Após cenas de mar agitado e da frota no mar, entra a legenda: "A 9 de março de 1500, partia de Lisboa, com destino às Índias, a frota de Pedro Álvares Cabral, sendo rei de Portugal D. Manoel - O venturoso". Desde o início se percebe a intenção clara de ser o mais didático possível. Não é um filme para diversão, mas para instrução, daí o excesso de nomes e informações em tão poucas linhas. Nesse sentido, que poderemos verificar constante no decorrer da obra, O Descobrimento do Brasil se assemelha a um documentário. Ainda mais por não haver nenhum ator famoso ou alguma forma de "romantizar" o episódio. Não há mulheres, com exceção de uma índia que aparece muito rapidamente, ou alguma forma de conflito em todo o filme.
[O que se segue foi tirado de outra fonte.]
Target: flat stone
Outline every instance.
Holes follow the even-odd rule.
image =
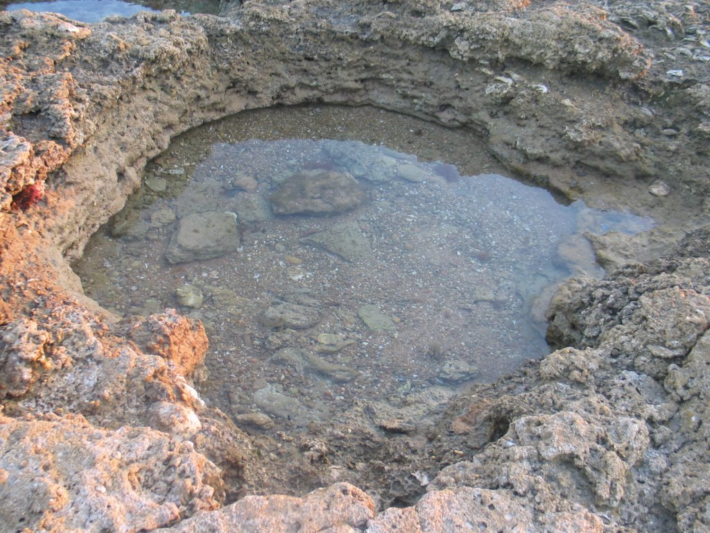
[[[234,209],[241,224],[256,224],[273,217],[268,202],[258,194],[241,193],[237,195]]]
[[[259,411],[238,414],[234,416],[234,421],[239,426],[248,426],[259,429],[270,429],[274,426],[274,421],[271,417]]]
[[[207,211],[182,218],[173,234],[165,258],[172,264],[219,257],[239,247],[236,215]]]
[[[371,303],[363,306],[358,309],[357,314],[365,325],[373,331],[392,331],[395,329],[394,321],[383,314],[377,306]]]
[[[310,306],[279,302],[267,308],[259,321],[267,328],[306,329],[320,321],[320,313]]]
[[[168,188],[168,182],[165,178],[154,176],[146,180],[146,186],[153,193],[163,193]]]
[[[372,254],[370,242],[355,222],[339,224],[304,237],[300,242],[323,248],[349,262],[364,259]]]
[[[256,180],[248,174],[237,174],[231,179],[229,185],[231,188],[241,189],[250,193],[256,190],[259,186]]]
[[[397,169],[397,176],[405,181],[418,183],[430,177],[430,174],[421,167],[408,163]]]
[[[278,215],[334,215],[361,204],[364,190],[349,173],[314,170],[284,180],[271,195]]]
[[[472,379],[479,373],[479,369],[474,365],[461,359],[452,359],[444,363],[439,377],[449,383],[460,383]]]

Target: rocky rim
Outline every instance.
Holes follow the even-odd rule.
[[[253,1],[91,26],[0,12],[0,527],[707,531],[709,17],[699,1],[515,0]],[[415,502],[379,509],[345,483],[245,495],[280,480],[191,386],[202,325],[119,320],[69,267],[173,136],[305,102],[474,129],[531,181],[660,223],[595,238],[609,274],[557,291],[559,349],[452,402],[430,462],[329,430],[329,446],[371,441],[365,468],[403,495],[425,486]],[[324,480],[319,435],[300,464]]]

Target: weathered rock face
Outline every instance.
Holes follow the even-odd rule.
[[[278,215],[336,215],[356,208],[365,191],[350,174],[306,171],[284,180],[271,195]]]
[[[223,495],[214,465],[159,431],[0,417],[3,531],[151,530],[214,509]]]
[[[610,252],[618,268],[606,279],[560,289],[549,311],[560,350],[471,389],[428,434],[446,468],[426,483],[402,466],[407,453],[400,470],[382,467],[406,472],[392,485],[427,485],[415,505],[376,515],[368,497],[334,485],[216,508],[268,473],[186,381],[204,357],[201,326],[172,313],[119,323],[67,263],[171,136],[249,108],[375,103],[474,128],[509,167],[572,196],[617,206],[623,179],[640,210],[676,222],[670,236],[710,210],[704,3],[616,2],[608,15],[515,0],[237,4],[231,19],[164,12],[91,27],[0,13],[8,529],[710,528],[704,230],[644,266]],[[391,163],[360,162],[358,177],[378,183]],[[656,180],[667,195],[648,193]]]

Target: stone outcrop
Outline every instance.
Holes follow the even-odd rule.
[[[204,261],[236,252],[239,247],[236,215],[197,212],[180,219],[168,245],[165,259],[171,264]]]
[[[242,498],[268,472],[187,382],[201,372],[202,326],[172,312],[120,322],[68,266],[173,136],[313,101],[474,129],[537,183],[657,209],[671,238],[709,211],[707,6],[620,2],[608,16],[514,0],[237,4],[224,17],[92,26],[0,12],[6,529],[710,528],[706,230],[662,259],[627,254],[605,279],[566,284],[548,311],[559,349],[452,402],[428,434],[431,481],[392,481],[427,493],[379,513],[344,484]],[[667,196],[646,193],[657,180]]]

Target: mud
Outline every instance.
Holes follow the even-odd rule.
[[[250,1],[222,13],[89,26],[0,12],[4,529],[707,530],[710,264],[695,228],[709,215],[708,6]],[[548,337],[560,349],[430,426],[346,420],[250,437],[192,387],[199,323],[119,320],[69,262],[173,136],[307,102],[471,129],[530,181],[660,225],[594,240],[610,273],[557,292]],[[300,457],[276,472],[290,439]],[[332,468],[332,446],[353,461]],[[383,499],[344,483],[244,497],[290,477],[297,497],[361,480]],[[116,501],[130,512],[106,511]]]

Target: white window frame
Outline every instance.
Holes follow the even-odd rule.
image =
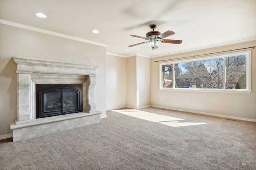
[[[226,89],[226,57],[234,57],[236,56],[246,55],[246,89]],[[162,87],[162,65],[166,64],[172,64],[172,77],[175,80],[174,64],[185,62],[190,62],[193,61],[200,61],[204,60],[210,60],[222,58],[223,59],[223,72],[224,74],[223,80],[223,89],[207,89],[207,88],[175,88],[175,81],[172,81],[172,88]],[[252,92],[251,84],[251,50],[246,50],[244,51],[238,51],[234,53],[229,53],[214,55],[211,55],[208,57],[197,57],[196,59],[184,59],[181,60],[176,60],[169,62],[159,63],[159,89],[160,90],[168,90],[175,91],[188,91],[188,92],[220,92],[220,93],[245,93],[250,94]]]

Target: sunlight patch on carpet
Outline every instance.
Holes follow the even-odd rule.
[[[133,117],[144,120],[156,122],[163,125],[178,127],[180,126],[191,126],[192,125],[206,124],[204,123],[180,122],[179,121],[184,119],[172,117],[171,116],[159,115],[146,111],[140,111],[136,109],[126,109],[123,110],[115,110],[112,111],[120,113]]]

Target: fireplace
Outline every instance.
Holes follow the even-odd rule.
[[[36,118],[82,111],[82,84],[36,86]]]
[[[94,99],[98,66],[12,59],[17,81],[17,119],[10,123],[14,142],[100,121]]]

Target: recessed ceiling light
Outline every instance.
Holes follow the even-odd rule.
[[[98,31],[97,29],[93,29],[92,30],[92,32],[94,33],[99,33],[100,31]]]
[[[40,13],[40,12],[36,12],[35,13],[35,15],[36,15],[36,16],[37,16],[38,17],[42,18],[47,18],[47,16],[46,15],[44,14],[42,14],[42,13]]]

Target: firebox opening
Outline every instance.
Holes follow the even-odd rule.
[[[37,84],[36,118],[82,111],[82,84]]]

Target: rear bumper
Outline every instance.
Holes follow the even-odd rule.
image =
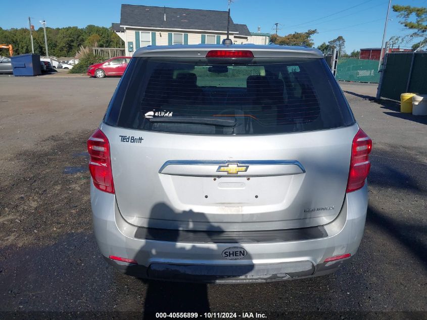
[[[268,282],[331,273],[349,258],[324,263],[325,259],[346,253],[354,256],[363,234],[367,188],[365,185],[346,195],[337,217],[323,226],[327,237],[282,242],[192,243],[137,239],[137,227],[121,216],[114,195],[91,184],[91,199],[100,250],[110,264],[123,273],[171,281]],[[232,247],[243,248],[247,254],[238,260],[223,258],[223,251]],[[112,260],[110,255],[138,263]]]

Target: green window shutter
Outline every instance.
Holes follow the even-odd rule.
[[[151,45],[156,45],[156,32],[151,33]]]
[[[139,41],[139,31],[135,31],[135,49],[139,49],[141,45],[141,41]]]

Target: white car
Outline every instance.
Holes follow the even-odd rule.
[[[72,69],[74,65],[70,64],[68,62],[61,62],[60,64],[62,69]]]
[[[55,69],[58,69],[58,65],[61,64],[61,62],[59,60],[57,60],[54,59],[48,59],[47,58],[42,58],[40,59],[40,61],[48,61],[50,62],[52,65],[52,67],[55,68]]]

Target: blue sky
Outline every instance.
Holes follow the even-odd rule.
[[[73,0],[61,3],[24,0],[18,5],[17,1],[5,2],[1,5],[0,27],[28,27],[29,16],[33,18],[36,28],[41,20],[52,27],[81,27],[88,24],[109,27],[112,22],[120,22],[122,3],[213,10],[226,10],[227,3],[227,0]],[[427,7],[427,0],[392,0],[392,5],[394,4]],[[353,49],[381,45],[388,5],[388,0],[234,0],[231,12],[235,23],[247,24],[252,32],[256,32],[259,26],[262,32],[273,32],[276,22],[280,23],[280,35],[317,29],[319,33],[313,36],[316,47],[342,35],[350,53]],[[399,23],[396,14],[390,11],[392,20],[389,21],[386,39],[408,33]],[[413,43],[401,45],[401,48],[410,47]]]

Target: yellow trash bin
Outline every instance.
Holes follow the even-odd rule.
[[[400,95],[400,112],[405,113],[412,113],[412,96],[415,94],[402,94]]]

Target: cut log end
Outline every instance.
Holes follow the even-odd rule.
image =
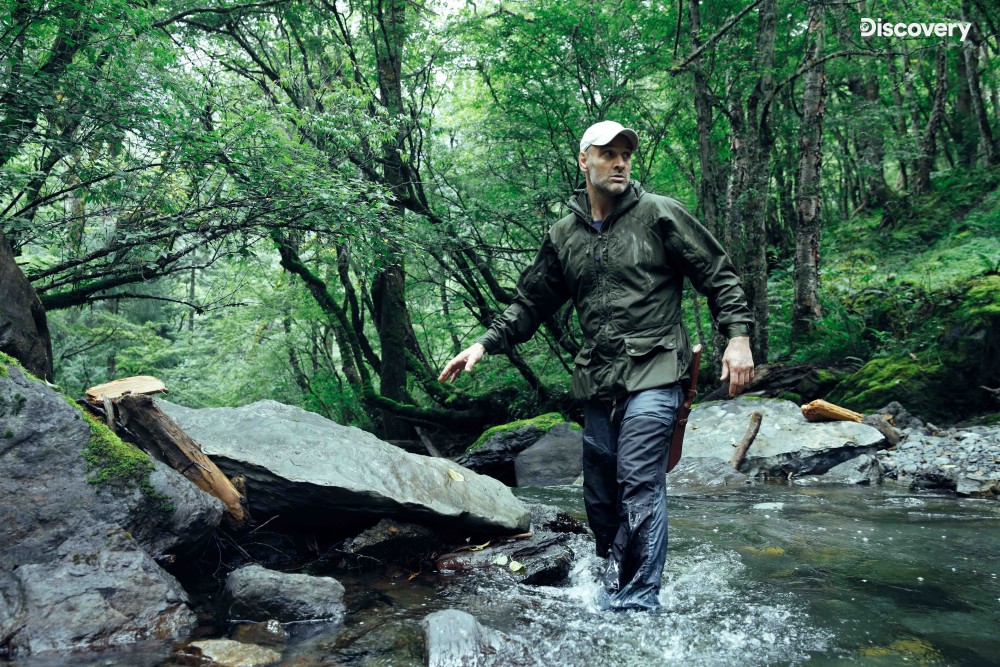
[[[848,410],[847,408],[842,408],[839,405],[834,405],[824,401],[823,399],[817,399],[811,403],[806,403],[802,406],[802,416],[806,418],[806,421],[820,422],[820,421],[847,421],[847,422],[860,422],[862,415],[860,413],[854,412],[854,410]]]

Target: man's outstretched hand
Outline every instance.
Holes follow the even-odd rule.
[[[750,352],[750,337],[737,336],[729,340],[722,355],[723,382],[729,379],[729,396],[733,397],[746,389],[753,380],[753,354]]]
[[[448,362],[448,365],[438,376],[438,382],[454,382],[463,370],[471,372],[472,367],[486,354],[486,348],[480,343],[473,343],[465,348],[455,358]]]

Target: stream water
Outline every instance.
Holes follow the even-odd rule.
[[[515,492],[583,517],[578,487]],[[498,665],[1000,665],[1000,503],[764,485],[671,494],[669,506],[664,613],[598,611],[600,563],[575,536],[562,587],[500,568],[337,573],[346,628],[299,629],[282,665],[423,665],[420,621],[448,607],[510,637]],[[86,664],[175,663],[133,652]]]
[[[583,516],[578,488],[517,494]],[[599,562],[580,536],[565,587],[369,580],[345,633],[286,660],[421,665],[420,619],[457,607],[512,637],[500,664],[1000,665],[994,501],[758,486],[672,495],[670,531],[665,613],[598,611]]]

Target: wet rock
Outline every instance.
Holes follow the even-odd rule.
[[[475,616],[458,609],[428,614],[424,629],[424,662],[427,667],[491,667],[504,664],[500,653],[510,640],[484,627]]]
[[[260,646],[282,646],[288,641],[288,632],[273,618],[261,623],[243,623],[237,625],[230,639],[243,644],[258,644]]]
[[[205,667],[268,667],[281,661],[281,653],[232,639],[203,639],[191,642],[182,651],[183,658],[200,658]]]
[[[332,577],[287,574],[250,565],[226,581],[224,603],[231,621],[344,621],[344,587]]]
[[[185,635],[187,595],[154,557],[204,540],[222,503],[121,443],[91,467],[80,412],[0,366],[0,644],[26,655]],[[91,483],[109,468],[130,472]]]
[[[498,541],[478,550],[446,554],[437,560],[442,571],[482,570],[512,581],[538,586],[564,583],[573,564],[568,533],[538,531],[530,538]],[[522,567],[516,571],[511,563]],[[514,566],[516,567],[516,565]]]
[[[551,505],[534,504],[530,505],[531,510],[531,530],[537,532],[541,530],[552,533],[576,533],[587,532],[587,527],[583,522],[572,514],[552,507]]]
[[[572,484],[583,472],[583,432],[557,424],[517,455],[514,472],[518,486]]]
[[[487,431],[489,435],[482,444],[470,447],[455,461],[469,470],[498,479],[507,486],[517,486],[517,473],[514,469],[517,455],[560,423],[564,423],[562,418],[553,413],[523,423],[504,425],[492,433]]]
[[[728,462],[687,454],[673,470],[667,473],[668,490],[682,488],[685,491],[697,491],[727,486],[742,487],[748,484],[753,484],[750,476],[734,470]]]
[[[881,468],[878,457],[862,454],[856,458],[844,461],[830,468],[823,475],[809,475],[800,481],[821,484],[878,484],[881,479]]]
[[[699,404],[691,412],[684,454],[728,462],[750,414],[764,413],[757,438],[740,469],[750,476],[823,474],[860,454],[874,454],[885,445],[876,429],[855,422],[810,423],[791,401],[738,398]]]
[[[875,410],[875,414],[890,415],[893,425],[898,429],[921,429],[924,423],[906,411],[898,401],[892,401],[884,408]]]
[[[276,401],[194,410],[157,401],[228,475],[255,516],[304,526],[391,516],[469,531],[518,532],[528,509],[495,479],[409,454],[371,433]]]
[[[441,537],[426,526],[382,519],[345,542],[343,551],[350,567],[372,569],[420,561],[440,545]]]
[[[35,289],[0,231],[0,352],[36,377],[52,379],[52,342]]]
[[[936,467],[918,471],[910,484],[911,489],[925,491],[954,491],[956,486],[957,479],[953,470]]]
[[[195,623],[187,594],[121,529],[76,536],[7,573],[21,593],[10,645],[22,654],[171,640]],[[6,625],[0,620],[0,625]]]

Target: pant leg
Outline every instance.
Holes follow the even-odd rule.
[[[609,609],[659,606],[667,556],[667,452],[683,392],[679,385],[629,397],[618,435],[622,521],[604,573]]]
[[[584,408],[583,502],[601,558],[611,551],[621,523],[617,442],[618,426],[611,421],[611,407],[588,403]]]

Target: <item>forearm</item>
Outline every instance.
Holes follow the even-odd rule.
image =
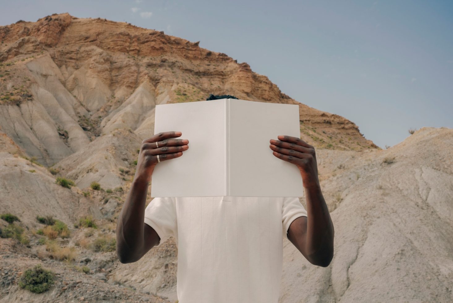
[[[145,203],[148,183],[135,180],[118,216],[116,227],[117,253],[120,260],[140,259],[144,245]]]
[[[333,255],[334,236],[333,224],[329,210],[318,184],[305,187],[305,191],[307,212],[305,242],[307,255],[312,263],[328,265]]]

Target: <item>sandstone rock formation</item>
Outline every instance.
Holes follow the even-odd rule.
[[[156,104],[210,93],[297,104],[302,137],[320,147],[376,148],[353,123],[291,99],[247,63],[161,32],[63,14],[1,26],[0,40],[0,127],[43,164],[116,128],[147,138]]]
[[[55,14],[1,26],[0,40],[0,212],[19,216],[29,239],[0,238],[0,300],[48,300],[17,285],[42,263],[58,274],[48,302],[175,302],[173,239],[130,264],[95,245],[115,237],[155,106],[212,93],[298,104],[301,137],[317,148],[335,255],[316,267],[284,240],[280,302],[453,301],[451,130],[424,128],[383,150],[352,122],[299,103],[246,63],[124,23]],[[87,215],[97,228],[82,226]],[[40,235],[37,216],[64,222],[71,236]],[[58,260],[55,247],[72,256]]]

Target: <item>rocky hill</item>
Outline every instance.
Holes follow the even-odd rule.
[[[51,165],[117,128],[154,133],[156,104],[227,93],[297,104],[303,137],[319,147],[376,147],[358,127],[283,93],[265,76],[198,43],[67,14],[0,26],[0,127]]]
[[[381,150],[246,63],[126,23],[56,14],[1,26],[0,40],[0,214],[20,220],[0,219],[0,302],[174,302],[173,239],[121,264],[116,219],[155,105],[210,93],[298,104],[317,148],[335,254],[313,266],[284,240],[280,302],[453,301],[451,130]],[[37,264],[57,274],[44,294],[18,286]]]

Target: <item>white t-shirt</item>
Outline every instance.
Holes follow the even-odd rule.
[[[307,216],[297,197],[154,198],[145,223],[178,246],[179,303],[276,303],[283,236]]]

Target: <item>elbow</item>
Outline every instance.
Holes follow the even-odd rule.
[[[120,260],[120,262],[123,264],[131,263],[127,256],[120,254],[118,250],[116,250],[116,256],[118,257],[118,260]]]
[[[332,259],[333,258],[326,258],[323,259],[316,260],[316,261],[313,262],[310,262],[313,265],[315,265],[317,266],[321,266],[321,267],[327,267],[329,265],[332,261]]]
[[[308,259],[308,261],[313,265],[321,267],[327,267],[333,259],[333,247],[326,250],[320,253],[313,255]]]
[[[117,246],[116,247],[116,256],[120,262],[123,264],[132,263],[138,260],[134,258],[134,256],[130,253],[129,250],[122,249],[120,246],[120,247]]]

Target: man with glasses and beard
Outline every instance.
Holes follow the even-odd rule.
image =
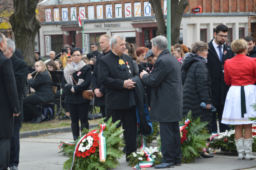
[[[217,112],[212,112],[213,133],[217,132],[217,113],[219,118],[219,132],[223,132],[228,129],[228,125],[221,123],[226,98],[229,89],[224,79],[224,63],[226,60],[235,56],[231,47],[225,44],[228,37],[228,28],[225,25],[218,26],[214,33],[214,39],[208,44],[209,53],[206,65],[211,81],[212,104],[217,109]]]
[[[97,58],[101,53],[100,53],[98,50],[98,44],[96,42],[91,43],[91,49],[93,51],[89,53],[86,55],[86,56],[88,57],[88,59],[90,60],[91,58]]]

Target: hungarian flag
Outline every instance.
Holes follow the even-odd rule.
[[[81,20],[80,19],[80,17],[79,15],[78,15],[78,19],[79,19],[79,21],[78,22],[79,24],[79,27],[81,28],[81,26],[82,26],[82,23],[81,22]]]

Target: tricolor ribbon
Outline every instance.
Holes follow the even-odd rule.
[[[139,163],[134,166],[133,169],[144,169],[145,168],[150,168],[155,163],[155,159],[151,156],[152,155],[148,154],[146,151],[144,151],[144,153],[146,154],[147,162],[140,161]]]

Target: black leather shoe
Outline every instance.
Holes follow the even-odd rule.
[[[214,156],[214,155],[213,155],[209,154],[208,155],[205,155],[204,151],[203,151],[202,152],[198,152],[198,153],[200,154],[200,156],[204,157],[204,158],[212,158]]]
[[[18,170],[18,168],[15,166],[10,167],[10,170]]]
[[[35,121],[33,122],[33,123],[39,123],[41,121],[41,120],[43,120],[45,118],[45,117],[44,115],[42,115],[42,119],[41,118],[41,116],[35,118]]]
[[[69,116],[70,117],[70,116]],[[67,116],[66,115],[65,115],[62,117],[60,118],[61,120],[70,120],[70,118]]]
[[[168,163],[162,163],[160,165],[156,165],[154,167],[155,168],[173,168],[174,164],[168,164]]]

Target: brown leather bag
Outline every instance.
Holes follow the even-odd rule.
[[[72,74],[70,75],[71,75],[71,76],[72,77],[72,79],[73,79],[73,80],[74,80],[74,81],[75,83],[75,84],[77,85],[77,84],[74,79],[73,76],[72,75]],[[91,90],[84,90],[82,92],[82,94],[83,95],[83,97],[84,97],[84,98],[87,100],[91,100],[94,97],[94,93]]]

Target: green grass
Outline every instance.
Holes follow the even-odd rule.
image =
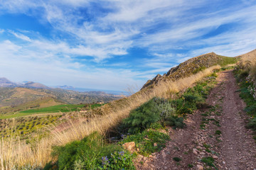
[[[90,107],[87,106],[87,108],[95,108],[102,106],[102,104],[92,104]],[[80,110],[82,108],[84,108],[85,105],[80,104],[80,105],[58,105],[47,108],[34,108],[34,109],[29,109],[23,111],[20,111],[17,113],[14,114],[6,114],[0,116],[0,119],[7,119],[7,118],[20,118],[25,115],[29,115],[36,113],[65,113],[65,112],[70,112],[70,111],[77,111]]]
[[[228,57],[220,55],[220,57],[222,59],[222,60],[219,62],[219,64],[221,67],[224,67],[230,64],[235,64],[238,62],[238,60],[235,57]]]
[[[21,113],[58,113],[70,112],[80,110],[85,105],[58,105],[47,108],[29,109],[21,111]]]

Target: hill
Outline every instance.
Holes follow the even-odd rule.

Podemos dividi-lo em 3 partes: a primeira que seria a abertura, quando as caravelas e sua tripulação são apresentadas. Como o espectador já sabe do que se trata o filme (o título diz tudo), percebe-se logo a preocupação de inseri-lo naquele contexto de viagem marítima, com cenas dos marujos, onde dormem, o que fazem, quando acordam e se preparam para o dia etc. As atividades corriqueiras da tripulação e do alto comando tornam-se o destaque. A segunda parte tem início com os aguapés no mar, sinal de proximidade de terra firme. Avistam terra e vêem os nativos na praia os observando. Uma primeira trupe é enviada (Nicolau Coelho) para ver e sondar os indígenas. Daí decorre a vinda de dois índios ao navio e o "diálogo" entre os dois povos. Esta parte intermediária termina com os índios dormindo no chão do navio e os portugueses, carinhosamente, os cobrindo com cobertores. A seqüência final é o clímax, com o desembarque de todos no continente, a preparação e execução da Primeira Missa na nova terra.

Humberto Mauro utilizou-se da famosa carta de Pero Vaz de Caminha para direcionar o filme. É ela que vai "narrar" a aventura, é por ela que Mauro se baseou para inserir detalhes da viagem e para criar a veracidade do contato com os nativos. Nesse sentido, e é explícito pela produção, o roteiro é uma adaptação cinematográfica da carta de Caminha. Em muitas oportunidades, a legenda toma espaço e informa o espectador, principalmente em relação a tempo e localização espacial. Fatos que Caminha deixa a par o rei de Portugal estão nas telas, como a presença de um prisioneiro, Afonso Lopes, e a nau perdida no meio do caminho.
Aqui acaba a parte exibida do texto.